Information Technology Reference
In-Depth Information
Ramex: A Sequence Mining Algorithm Using Poly-trees
Luís Cavique
Departamento de Ciências e Tecnologia, Universidade Aberta, Portugal
lcavique@uab.pt
Abstract. Sequence mining combines the discovery of frequent itemsets and
the order they appear in. Most of the sequence pattern discovery techniques
present some handicaps like the generation of a huge number of rules and the
lack of scalability. In this work the proposed algorithm concerns the analysis of
the whole rather than the parts, thus providing a holistic view of the sequences.
The algorithm analyzes event logs and allows a non-expert user to understand
the sequences using a poly-tree visualization. The scalability associated with
condensed data structures, which shrink the data without losing information,
allows dealing with the Big Data challenge. Ramex was implemented in
different scenarios.
Keywords: pervasive business intelligence, sequence mining, poly-trees.
1 Introduction
The emergence of the Internet has changed the way people interact with computers.

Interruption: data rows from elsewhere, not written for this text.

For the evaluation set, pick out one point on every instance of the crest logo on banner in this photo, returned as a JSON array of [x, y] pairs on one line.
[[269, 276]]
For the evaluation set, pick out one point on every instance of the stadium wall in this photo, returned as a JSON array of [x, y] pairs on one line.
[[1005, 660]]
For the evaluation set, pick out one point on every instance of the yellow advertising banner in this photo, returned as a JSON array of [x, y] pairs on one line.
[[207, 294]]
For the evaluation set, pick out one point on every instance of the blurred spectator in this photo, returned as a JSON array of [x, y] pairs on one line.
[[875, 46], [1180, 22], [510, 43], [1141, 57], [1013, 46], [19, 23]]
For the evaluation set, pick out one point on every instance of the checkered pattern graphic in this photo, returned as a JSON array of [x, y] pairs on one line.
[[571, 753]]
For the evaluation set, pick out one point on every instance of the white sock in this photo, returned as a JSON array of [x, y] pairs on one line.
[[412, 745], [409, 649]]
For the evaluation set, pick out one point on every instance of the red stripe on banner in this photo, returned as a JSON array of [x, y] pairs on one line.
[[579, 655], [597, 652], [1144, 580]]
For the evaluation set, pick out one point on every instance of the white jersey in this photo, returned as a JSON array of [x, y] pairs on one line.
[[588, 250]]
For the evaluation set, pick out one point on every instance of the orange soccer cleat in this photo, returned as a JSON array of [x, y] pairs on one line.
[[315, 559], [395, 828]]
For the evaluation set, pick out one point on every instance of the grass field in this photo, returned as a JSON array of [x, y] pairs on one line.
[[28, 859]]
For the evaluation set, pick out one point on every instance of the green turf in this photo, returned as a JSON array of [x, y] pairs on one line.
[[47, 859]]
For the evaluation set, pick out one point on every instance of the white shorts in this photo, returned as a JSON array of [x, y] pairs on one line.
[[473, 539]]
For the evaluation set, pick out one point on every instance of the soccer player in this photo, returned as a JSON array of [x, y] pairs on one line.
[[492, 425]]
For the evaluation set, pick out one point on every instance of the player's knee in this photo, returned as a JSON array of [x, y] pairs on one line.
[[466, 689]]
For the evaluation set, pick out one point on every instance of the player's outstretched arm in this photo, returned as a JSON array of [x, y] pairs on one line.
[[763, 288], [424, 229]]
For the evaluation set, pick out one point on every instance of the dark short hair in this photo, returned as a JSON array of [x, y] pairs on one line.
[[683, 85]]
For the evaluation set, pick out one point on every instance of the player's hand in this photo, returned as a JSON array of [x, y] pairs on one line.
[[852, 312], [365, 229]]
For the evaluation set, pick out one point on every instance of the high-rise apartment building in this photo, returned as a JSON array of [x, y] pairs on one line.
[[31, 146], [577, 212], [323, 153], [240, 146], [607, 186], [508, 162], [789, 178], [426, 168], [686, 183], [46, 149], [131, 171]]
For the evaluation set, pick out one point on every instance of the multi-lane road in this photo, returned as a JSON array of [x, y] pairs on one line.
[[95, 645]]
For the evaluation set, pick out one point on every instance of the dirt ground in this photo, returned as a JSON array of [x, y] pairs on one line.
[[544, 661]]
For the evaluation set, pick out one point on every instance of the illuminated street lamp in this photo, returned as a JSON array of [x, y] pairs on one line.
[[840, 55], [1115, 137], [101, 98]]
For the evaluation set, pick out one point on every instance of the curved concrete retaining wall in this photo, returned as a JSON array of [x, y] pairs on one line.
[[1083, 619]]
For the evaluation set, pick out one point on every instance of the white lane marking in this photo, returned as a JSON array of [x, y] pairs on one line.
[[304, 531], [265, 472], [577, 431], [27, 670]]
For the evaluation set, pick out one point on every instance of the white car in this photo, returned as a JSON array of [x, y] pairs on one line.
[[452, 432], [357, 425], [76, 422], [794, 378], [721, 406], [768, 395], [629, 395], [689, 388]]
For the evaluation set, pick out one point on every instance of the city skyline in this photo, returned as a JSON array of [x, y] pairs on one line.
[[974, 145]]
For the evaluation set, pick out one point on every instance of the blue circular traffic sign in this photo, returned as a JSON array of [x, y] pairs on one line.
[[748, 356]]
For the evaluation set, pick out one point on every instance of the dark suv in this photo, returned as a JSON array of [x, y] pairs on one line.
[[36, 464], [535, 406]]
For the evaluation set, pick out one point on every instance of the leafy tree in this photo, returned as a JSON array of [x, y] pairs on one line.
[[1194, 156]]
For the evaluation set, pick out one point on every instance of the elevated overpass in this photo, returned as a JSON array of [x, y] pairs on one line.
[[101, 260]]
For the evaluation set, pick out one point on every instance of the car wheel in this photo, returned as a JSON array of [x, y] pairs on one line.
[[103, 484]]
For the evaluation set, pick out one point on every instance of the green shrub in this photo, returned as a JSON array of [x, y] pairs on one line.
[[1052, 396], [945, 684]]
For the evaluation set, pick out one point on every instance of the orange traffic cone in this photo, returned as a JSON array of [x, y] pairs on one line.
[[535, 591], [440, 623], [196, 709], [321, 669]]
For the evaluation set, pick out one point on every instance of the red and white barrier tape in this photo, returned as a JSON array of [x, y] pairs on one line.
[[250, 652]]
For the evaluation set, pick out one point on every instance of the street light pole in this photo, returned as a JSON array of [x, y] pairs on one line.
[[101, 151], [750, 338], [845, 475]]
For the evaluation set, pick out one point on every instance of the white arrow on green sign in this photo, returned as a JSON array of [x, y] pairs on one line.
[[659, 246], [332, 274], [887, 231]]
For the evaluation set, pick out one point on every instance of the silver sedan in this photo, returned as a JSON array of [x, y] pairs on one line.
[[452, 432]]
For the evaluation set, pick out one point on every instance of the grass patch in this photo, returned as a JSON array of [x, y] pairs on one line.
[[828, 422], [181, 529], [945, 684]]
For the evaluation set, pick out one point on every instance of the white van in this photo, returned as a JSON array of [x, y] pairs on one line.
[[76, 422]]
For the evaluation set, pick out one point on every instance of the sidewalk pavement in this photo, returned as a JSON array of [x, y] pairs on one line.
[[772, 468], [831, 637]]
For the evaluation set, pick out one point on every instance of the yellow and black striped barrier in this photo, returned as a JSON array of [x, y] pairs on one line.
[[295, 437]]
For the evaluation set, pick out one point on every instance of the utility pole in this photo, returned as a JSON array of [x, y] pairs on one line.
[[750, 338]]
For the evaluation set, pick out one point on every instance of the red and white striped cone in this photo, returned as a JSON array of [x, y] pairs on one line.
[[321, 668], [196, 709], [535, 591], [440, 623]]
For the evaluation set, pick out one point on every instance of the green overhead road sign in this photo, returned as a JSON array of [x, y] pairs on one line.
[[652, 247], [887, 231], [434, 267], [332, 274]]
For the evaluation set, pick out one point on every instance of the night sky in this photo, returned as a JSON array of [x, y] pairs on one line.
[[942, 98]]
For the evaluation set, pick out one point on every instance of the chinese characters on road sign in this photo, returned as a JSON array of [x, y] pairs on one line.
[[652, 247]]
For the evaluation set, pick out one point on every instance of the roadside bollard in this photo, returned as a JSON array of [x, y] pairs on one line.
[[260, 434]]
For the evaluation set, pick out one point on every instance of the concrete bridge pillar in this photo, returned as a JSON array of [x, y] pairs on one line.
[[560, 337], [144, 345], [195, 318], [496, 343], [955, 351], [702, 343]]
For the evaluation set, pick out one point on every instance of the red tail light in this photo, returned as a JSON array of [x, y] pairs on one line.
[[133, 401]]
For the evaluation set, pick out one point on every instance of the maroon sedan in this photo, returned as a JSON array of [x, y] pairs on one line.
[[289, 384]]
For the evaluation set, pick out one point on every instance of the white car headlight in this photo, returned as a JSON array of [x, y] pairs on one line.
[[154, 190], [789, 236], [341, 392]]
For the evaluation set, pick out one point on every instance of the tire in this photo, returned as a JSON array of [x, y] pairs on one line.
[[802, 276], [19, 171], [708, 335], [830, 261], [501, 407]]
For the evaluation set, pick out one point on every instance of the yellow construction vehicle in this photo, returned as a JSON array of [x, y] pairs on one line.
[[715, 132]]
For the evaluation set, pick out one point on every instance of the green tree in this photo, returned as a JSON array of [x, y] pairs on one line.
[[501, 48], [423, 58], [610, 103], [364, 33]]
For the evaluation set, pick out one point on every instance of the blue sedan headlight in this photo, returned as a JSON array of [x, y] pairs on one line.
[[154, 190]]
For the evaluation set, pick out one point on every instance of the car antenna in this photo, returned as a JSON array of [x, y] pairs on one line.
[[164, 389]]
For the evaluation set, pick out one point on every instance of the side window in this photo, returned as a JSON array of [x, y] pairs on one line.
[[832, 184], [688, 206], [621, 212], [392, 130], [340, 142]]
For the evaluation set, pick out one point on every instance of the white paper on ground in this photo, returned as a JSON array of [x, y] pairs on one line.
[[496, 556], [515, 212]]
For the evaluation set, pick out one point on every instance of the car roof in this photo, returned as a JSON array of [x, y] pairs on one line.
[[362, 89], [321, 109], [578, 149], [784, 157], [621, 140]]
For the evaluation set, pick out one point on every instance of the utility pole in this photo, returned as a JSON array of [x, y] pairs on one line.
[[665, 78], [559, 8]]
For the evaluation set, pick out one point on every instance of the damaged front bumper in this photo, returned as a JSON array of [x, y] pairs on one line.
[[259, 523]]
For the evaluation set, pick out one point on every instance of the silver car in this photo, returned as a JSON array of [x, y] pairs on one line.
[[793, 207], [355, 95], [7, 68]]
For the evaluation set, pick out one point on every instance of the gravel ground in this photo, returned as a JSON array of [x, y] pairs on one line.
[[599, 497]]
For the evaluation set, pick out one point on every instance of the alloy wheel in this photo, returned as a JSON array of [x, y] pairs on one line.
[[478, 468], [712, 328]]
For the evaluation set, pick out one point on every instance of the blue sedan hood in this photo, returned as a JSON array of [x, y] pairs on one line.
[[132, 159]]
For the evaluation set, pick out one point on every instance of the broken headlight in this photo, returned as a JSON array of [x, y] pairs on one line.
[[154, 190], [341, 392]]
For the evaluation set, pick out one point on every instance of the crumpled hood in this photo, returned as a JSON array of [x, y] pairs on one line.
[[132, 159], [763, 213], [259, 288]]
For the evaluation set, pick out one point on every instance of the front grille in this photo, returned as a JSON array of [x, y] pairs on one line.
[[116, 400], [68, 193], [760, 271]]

People can access information from personal computers or mobile devices (smart
phones or tablets) anytime and anywhere. The mobile, or ubiquitous dimension
associated with the Web 2.0 and the Internet of things generate a large volume of data
with an increasing updating velocity. The exponential growth of data, when
compared to the linear growth of processing capabilities, leads to a decline in the
capacity to extract useful knowledge from the stored data.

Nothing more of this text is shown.